Probably every introductory constitutional law course traces the emergence of our modern conception of civil liberties over the half-century that followed the First World War. Federal courts expounding the First Amendment figured prominently in this process — perhaps inevitably, as the crucial cases involved the expression of political opinion to national audiences (e.g., New York Times Co. v. Sullivan). But by the late 1970s the terms of the debate had shifted, and the author of the Sullivan decision, Supreme Court Justice William Brennan, had identified state courts as an increasingly important forum for the development of constitutional law.
A bit later in Michigan v. Long (1983), the Supreme Court clarified when it would recognize that a state court decision rested on independent and adequate state law grounds and was therefore beyond review. These cues lent renewed interest to the emerging dialogue among state judges about when and how to make constitutional law independently.

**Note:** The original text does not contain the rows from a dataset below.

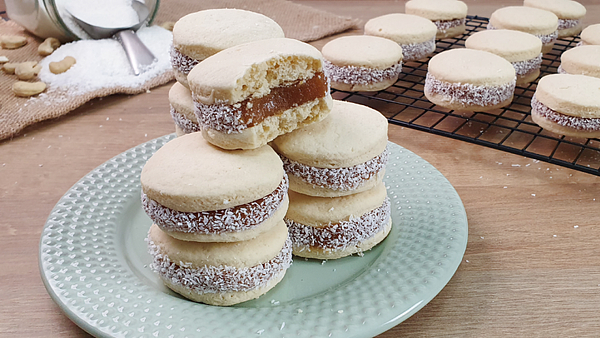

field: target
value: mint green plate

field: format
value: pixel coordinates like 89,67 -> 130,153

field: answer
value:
40,135 -> 468,338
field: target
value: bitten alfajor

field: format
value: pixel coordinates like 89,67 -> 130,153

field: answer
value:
147,220 -> 292,306
171,9 -> 284,87
531,74 -> 600,138
285,182 -> 392,259
272,100 -> 388,197
188,38 -> 332,149
321,35 -> 402,91
141,133 -> 288,242
424,48 -> 516,111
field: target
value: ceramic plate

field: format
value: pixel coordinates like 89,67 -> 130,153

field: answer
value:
40,135 -> 467,338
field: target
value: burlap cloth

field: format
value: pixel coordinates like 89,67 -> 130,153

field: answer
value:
0,0 -> 360,140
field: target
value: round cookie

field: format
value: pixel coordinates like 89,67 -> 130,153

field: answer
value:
523,0 -> 586,39
141,133 -> 288,242
171,8 -> 284,88
424,48 -> 516,111
321,35 -> 402,91
465,29 -> 542,84
188,38 -> 332,149
558,45 -> 600,78
404,0 -> 468,39
531,74 -> 600,138
169,82 -> 201,136
147,220 -> 292,306
285,182 -> 392,259
272,100 -> 388,197
487,6 -> 558,53
364,13 -> 437,62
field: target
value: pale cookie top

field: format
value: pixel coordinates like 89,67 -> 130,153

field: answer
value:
535,74 -> 600,118
148,220 -> 288,268
560,45 -> 600,77
169,82 -> 196,121
428,48 -> 515,86
523,0 -> 586,20
365,13 -> 437,45
188,38 -> 323,105
490,6 -> 558,35
465,29 -> 542,62
404,0 -> 468,21
173,9 -> 284,60
321,35 -> 402,69
286,182 -> 387,227
273,100 -> 388,168
141,133 -> 284,212
580,23 -> 600,45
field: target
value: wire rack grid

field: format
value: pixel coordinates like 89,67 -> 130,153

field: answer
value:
332,16 -> 600,176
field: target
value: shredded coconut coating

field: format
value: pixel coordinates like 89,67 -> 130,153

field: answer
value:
425,73 -> 516,107
284,197 -> 391,251
171,46 -> 200,75
142,174 -> 289,234
531,94 -> 600,131
323,61 -> 402,85
146,237 -> 292,294
170,105 -> 202,134
279,147 -> 389,191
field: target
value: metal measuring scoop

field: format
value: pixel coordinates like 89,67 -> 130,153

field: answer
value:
69,0 -> 156,75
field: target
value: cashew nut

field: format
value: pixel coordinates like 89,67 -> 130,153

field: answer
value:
12,81 -> 46,97
38,38 -> 60,56
48,56 -> 77,74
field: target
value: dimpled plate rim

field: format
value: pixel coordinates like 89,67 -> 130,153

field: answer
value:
39,135 -> 468,337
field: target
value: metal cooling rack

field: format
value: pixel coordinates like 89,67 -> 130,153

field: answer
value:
332,16 -> 600,176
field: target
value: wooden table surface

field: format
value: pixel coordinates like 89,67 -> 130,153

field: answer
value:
0,0 -> 600,337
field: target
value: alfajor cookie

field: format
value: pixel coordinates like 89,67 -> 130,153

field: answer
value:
487,6 -> 558,53
424,48 -> 516,111
169,82 -> 201,136
147,220 -> 292,306
404,0 -> 468,39
141,133 -> 288,242
465,29 -> 542,84
285,182 -> 392,259
523,0 -> 586,38
531,74 -> 600,138
171,9 -> 284,88
271,100 -> 388,197
188,38 -> 332,149
321,35 -> 402,91
364,13 -> 437,62
558,45 -> 600,78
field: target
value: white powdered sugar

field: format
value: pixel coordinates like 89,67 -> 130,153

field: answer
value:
279,147 -> 388,191
142,174 -> 289,234
284,197 -> 391,251
146,238 -> 292,294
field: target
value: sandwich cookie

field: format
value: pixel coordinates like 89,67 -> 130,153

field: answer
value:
523,0 -> 586,39
365,13 -> 437,62
404,0 -> 468,39
171,9 -> 284,88
271,100 -> 388,197
465,29 -> 542,84
558,45 -> 600,78
487,6 -> 558,53
531,74 -> 600,138
141,133 -> 288,242
424,48 -> 516,111
285,182 -> 392,259
321,35 -> 402,91
169,82 -> 200,136
188,38 -> 332,149
147,220 -> 292,306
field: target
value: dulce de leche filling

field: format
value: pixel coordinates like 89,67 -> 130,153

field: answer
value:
194,72 -> 329,134
142,174 -> 289,234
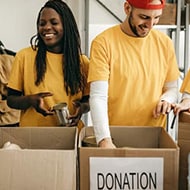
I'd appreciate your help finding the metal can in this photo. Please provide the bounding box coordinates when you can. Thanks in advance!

In this context, the New York State Court of Appeals put theory into practice in the 1991 decision Immuno AG. v. Moor-Jankowski (often called “Immuno II”). Dr. Moor-Jankowski edited the Journal of Medical Primatology, which published a letter to the editor critical of a research plan by plaintiff Immuno AG., a multinational corporation that manufactures blood plasma products. The plan involved capturing chimpanzees and exposing them to hepatitis at a facility in Africa; the letter suggested that this plan would be unnecessarily harmful to chimpanzee populations and was designed to circumvent rules that protect that endangered species. On the basis of this letter and some other critical remarks by Moor-Jankowski published in the New Scientist magazine, Immuno sued him as well as several other individuals and both journals for defamation. All other defendants settled, but Moor-Jankowski, after extensive and expensive discovery, moved for summary judgment. The New York courts granted this motion on the ground that both publications were expressions of opinion and, as such, constitutionally shielded from defamation liability. (See Immuno AG. v Moor-Jankowski, 1989, aka “Immuno I“).

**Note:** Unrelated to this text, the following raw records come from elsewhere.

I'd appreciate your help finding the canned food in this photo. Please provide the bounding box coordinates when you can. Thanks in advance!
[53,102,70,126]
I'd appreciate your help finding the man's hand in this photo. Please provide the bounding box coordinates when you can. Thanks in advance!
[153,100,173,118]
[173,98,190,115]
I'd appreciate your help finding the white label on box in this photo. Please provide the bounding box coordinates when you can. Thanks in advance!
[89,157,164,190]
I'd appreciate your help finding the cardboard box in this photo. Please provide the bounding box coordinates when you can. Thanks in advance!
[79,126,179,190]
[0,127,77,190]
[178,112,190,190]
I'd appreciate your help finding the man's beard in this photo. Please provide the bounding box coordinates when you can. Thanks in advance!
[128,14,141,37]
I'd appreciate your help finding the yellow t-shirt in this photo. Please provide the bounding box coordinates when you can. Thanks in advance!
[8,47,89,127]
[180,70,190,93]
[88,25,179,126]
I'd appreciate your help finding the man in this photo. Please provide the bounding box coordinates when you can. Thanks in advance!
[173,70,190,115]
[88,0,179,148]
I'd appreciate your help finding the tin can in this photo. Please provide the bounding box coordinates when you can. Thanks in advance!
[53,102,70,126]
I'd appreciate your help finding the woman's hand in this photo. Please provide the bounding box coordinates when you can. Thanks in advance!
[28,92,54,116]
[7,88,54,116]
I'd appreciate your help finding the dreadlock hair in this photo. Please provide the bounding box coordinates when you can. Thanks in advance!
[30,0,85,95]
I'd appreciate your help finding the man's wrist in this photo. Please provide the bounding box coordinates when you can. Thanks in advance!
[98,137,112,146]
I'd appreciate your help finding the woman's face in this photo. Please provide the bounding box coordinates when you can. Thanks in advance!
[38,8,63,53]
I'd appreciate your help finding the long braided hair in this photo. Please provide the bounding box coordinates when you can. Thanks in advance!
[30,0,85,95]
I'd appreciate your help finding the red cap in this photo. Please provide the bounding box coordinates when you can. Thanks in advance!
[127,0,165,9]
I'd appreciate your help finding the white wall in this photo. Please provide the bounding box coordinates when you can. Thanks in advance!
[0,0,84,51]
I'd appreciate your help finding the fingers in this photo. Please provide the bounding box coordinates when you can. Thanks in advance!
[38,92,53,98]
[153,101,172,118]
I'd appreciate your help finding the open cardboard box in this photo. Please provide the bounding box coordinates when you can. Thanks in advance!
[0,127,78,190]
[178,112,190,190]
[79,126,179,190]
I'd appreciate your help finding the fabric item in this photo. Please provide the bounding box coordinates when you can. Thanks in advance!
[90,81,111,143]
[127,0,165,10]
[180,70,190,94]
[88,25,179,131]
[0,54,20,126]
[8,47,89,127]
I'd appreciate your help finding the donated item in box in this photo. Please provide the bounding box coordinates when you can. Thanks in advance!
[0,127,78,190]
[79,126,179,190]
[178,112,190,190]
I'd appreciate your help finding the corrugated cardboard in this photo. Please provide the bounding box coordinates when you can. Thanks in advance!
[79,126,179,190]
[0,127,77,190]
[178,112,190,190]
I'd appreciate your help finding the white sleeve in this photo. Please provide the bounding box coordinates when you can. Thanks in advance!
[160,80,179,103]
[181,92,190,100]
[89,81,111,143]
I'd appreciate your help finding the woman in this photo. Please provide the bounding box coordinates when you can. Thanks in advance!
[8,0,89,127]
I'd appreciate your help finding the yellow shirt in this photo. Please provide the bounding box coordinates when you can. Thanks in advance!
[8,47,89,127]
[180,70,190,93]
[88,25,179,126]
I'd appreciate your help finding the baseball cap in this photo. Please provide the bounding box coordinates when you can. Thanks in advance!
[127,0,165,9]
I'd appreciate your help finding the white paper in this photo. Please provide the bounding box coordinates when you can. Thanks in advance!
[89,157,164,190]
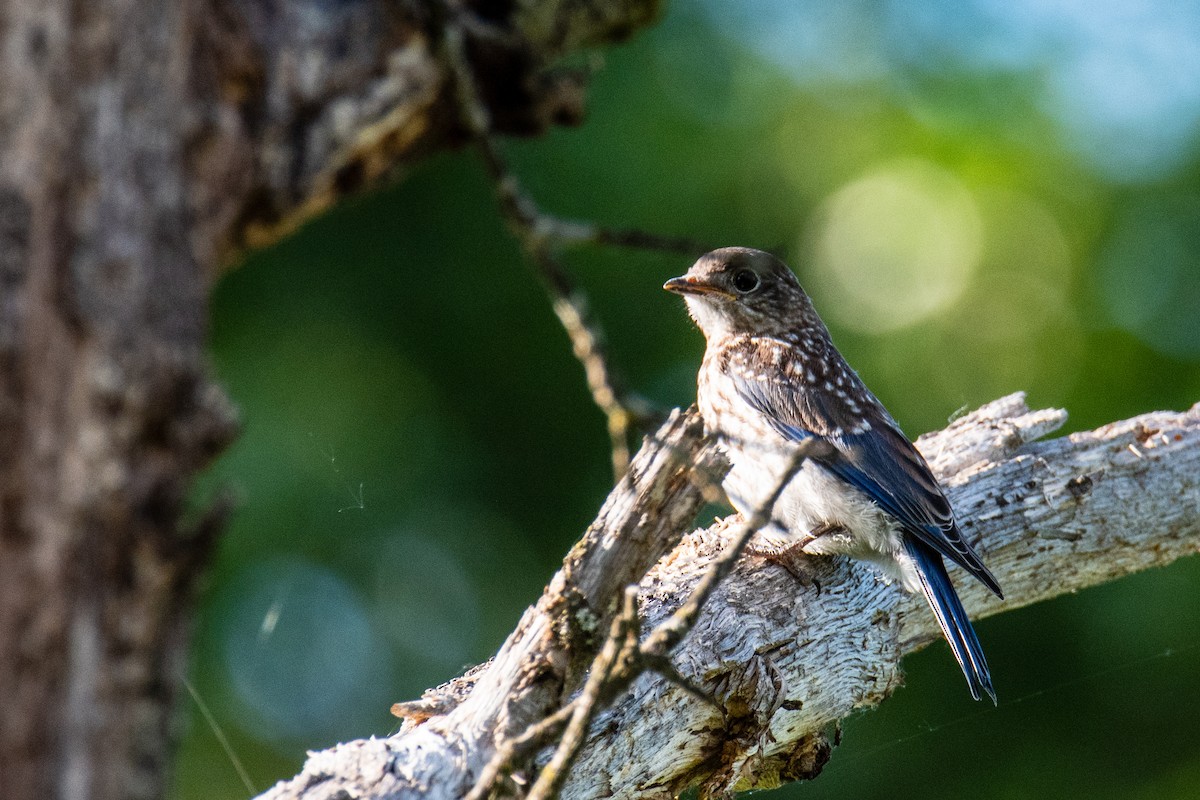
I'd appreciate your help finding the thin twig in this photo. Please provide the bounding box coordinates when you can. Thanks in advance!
[443,0,703,480]
[467,439,828,800]
[526,587,641,800]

The view that expressions of opinion enjoy strong protection under the U.S. Constitution stemmed from the Supreme Court’s dictum that under the First Amendment “there is no such thing as a false idea. However pernicious an opinion may seem, we depend for its correction not on the conscience of judges and juries but on the competition of other ideas” (Gertz v. Robert Welch, Inc.,1974). Soon after Immuno I, the Supreme Court clarified that, as such, opinion enjoys no special federal constitutional protection; the issue with communications of any sort is merely whether they imply a false assertion of fact made with “actual malice” (see Milkovich v. Lorain Journal Co., 1990). The Supreme Court then vacated and remanded Immuno I to the New York State Court of Appeals, and directed that we further consider our decisions in light ofMilkovich.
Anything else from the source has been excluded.